Перипетии духовного и политического бытия заставляют нас прийти к следующему заключению: в свои права вступила цивилизация иной духовной наполненности, этических ценностей и социального покроя. Забыв начала своей культуры, а потому, не поняв причины заката её, «человек» Нового и тем более Новейшего времени не в состоянии был различать эпическое звучание своего когда-то великого прошлого!
Отвлечёмся от не очень утешительной истории и ещё менее оптимистичных выводов и зададимся вопросом: почему рассмотрение духовных, бытийно-исторических и культурных эвольвент, включая их эстетическое переложение, представляется не только уместным в настоящей книге, но и весьма важным? Полагаю, ответ на этот вопрос в разрозненном виде содержится на предыдущих страницах, остаётся лишь сформулировать его.
Без уяснения исторически сложившегося «прикладного» христианства невозможно серьёзное рассмотрение духовной и творческой деятельности тех, кто находился в лоне христианской Церкви, будь то православная её ветвь, католическая или протестантская. В особенности же нереально познать степень участия в христианском бытии выдающихся деятелей творчества. По той причине, что факт одарённости – дар Божий – не только морально обязывает его держателей реализовывать дарованное, но и по причинам психологического плана не оставляет наиболее честным из них иного выхода.

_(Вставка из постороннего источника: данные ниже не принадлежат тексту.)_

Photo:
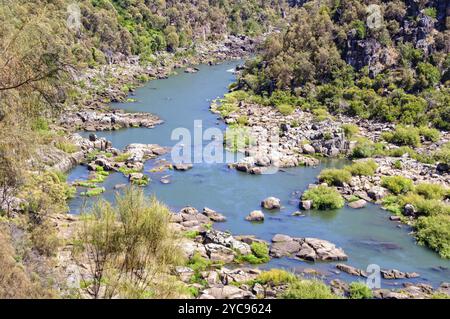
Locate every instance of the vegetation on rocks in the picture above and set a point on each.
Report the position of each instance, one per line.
(129, 248)
(324, 198)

Что касается непосредственно Михаила Лермонтова, то к его напряжённой творческой жизни причастны, конечно же, не конкретно Византия или католический Запад во всей его культурной пестроте. И даже не исторически ущемлённое православие (в этом плане уместнее было бы говорить о духовности Древней Руси), а та духовная и этическая база, на которой выстроились эти культурно и исторически величественные феномены.
Словом, при всей противоречивости, разнородности и свойственной человеку нетерпимости к «частям» христианского тела, эти феномены содержат в себе эпические по масштабу духовные пространства, к которым творчество русского поэта не только имеет прямое отношение, но и является их частью!